Here is a small SOuP technique for producing a plane of particles with a UV gradient on their RGB.

First you need a plane, then emit some particles from that plane. Make sure that the particles have the rgbPP attribute available as we will need to put an expression on it.

Create a SOuP TextureToArray node
Create a SOuP rgbaToColorAndAlpha node
Create two ramp texture nodes - ramp1 is black to red along U, ramp two is black to green along V

Connect the following:

ramp2.outColor -->  ramp1.colorOffset
ramp1.outColor --> textureToArray1.inColor
polyPlaneShape.worldMesh[0] --> nParticleShape.inputGeometry
polyPlaneShape.worldMesh[0] --> textureToArray1.inGeometry
textureToArray1.outRgbaPP --> rgbToColorAndAlpha1.inRgbaPP 

Also connect the emitting plane's transform node to the particle's transform node as shown in the node graph.

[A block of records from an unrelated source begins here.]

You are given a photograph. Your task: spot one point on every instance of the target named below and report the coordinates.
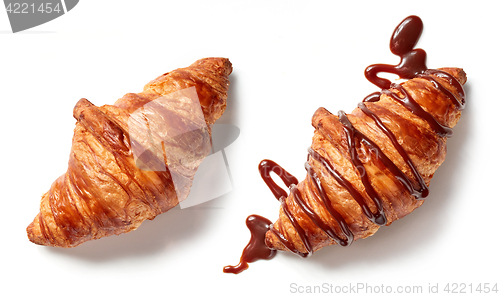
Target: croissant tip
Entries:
(222, 65)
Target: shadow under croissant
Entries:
(421, 227)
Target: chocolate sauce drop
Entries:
(412, 62)
(256, 249)
(412, 65)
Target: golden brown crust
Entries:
(424, 147)
(104, 192)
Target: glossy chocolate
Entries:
(256, 249)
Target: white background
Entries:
(289, 59)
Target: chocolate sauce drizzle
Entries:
(412, 65)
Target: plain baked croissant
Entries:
(108, 189)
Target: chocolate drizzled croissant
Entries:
(371, 167)
(108, 189)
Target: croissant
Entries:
(133, 160)
(368, 168)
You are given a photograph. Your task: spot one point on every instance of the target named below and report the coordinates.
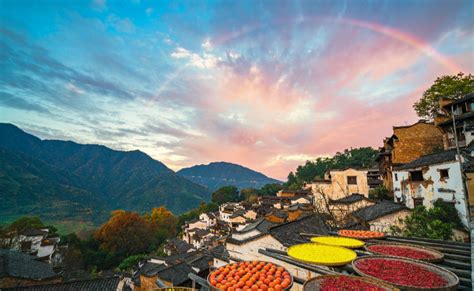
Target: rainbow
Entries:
(390, 32)
(405, 38)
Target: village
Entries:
(420, 164)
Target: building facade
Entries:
(429, 178)
(406, 144)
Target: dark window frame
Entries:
(417, 202)
(351, 180)
(444, 173)
(416, 176)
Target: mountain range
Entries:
(218, 174)
(66, 181)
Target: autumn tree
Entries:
(125, 233)
(363, 157)
(435, 223)
(163, 223)
(270, 189)
(226, 194)
(450, 86)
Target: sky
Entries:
(265, 84)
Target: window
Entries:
(416, 176)
(444, 173)
(417, 202)
(352, 180)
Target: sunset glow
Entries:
(263, 85)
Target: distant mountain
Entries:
(66, 180)
(218, 174)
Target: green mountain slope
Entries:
(59, 179)
(218, 174)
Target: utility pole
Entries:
(463, 177)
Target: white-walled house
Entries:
(208, 218)
(249, 243)
(339, 184)
(429, 178)
(226, 210)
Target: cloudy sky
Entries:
(266, 84)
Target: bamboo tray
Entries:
(338, 241)
(340, 233)
(438, 255)
(450, 277)
(214, 288)
(314, 284)
(350, 254)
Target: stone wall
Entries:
(415, 141)
(10, 282)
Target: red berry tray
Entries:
(406, 274)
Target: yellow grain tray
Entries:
(322, 254)
(338, 241)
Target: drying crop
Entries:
(338, 241)
(250, 276)
(402, 251)
(348, 283)
(322, 254)
(401, 273)
(361, 234)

Now set the rgbPP using the creation expression:

rgbPP=rgbaToColorAndAlpha1.outRgbPP

Rewind and step forward one frame so that the particles are emitted. Then set their initial state and disconnect the emitter and the connection between polyPlaneShape.worldMesh[0] --> nParticleShape.inputGeometry





The particles will now be dynamic again.


In Nuke, plug in your rendered particles into the STMap node as shown in the image below


Monday 11 November 2013

Ticker-Tape Tumble

Here is an expression I used to simulate the tumbling motion of ticker-tape.
The ticker tape need to tumble fast around its long axis, in my case the x-axis.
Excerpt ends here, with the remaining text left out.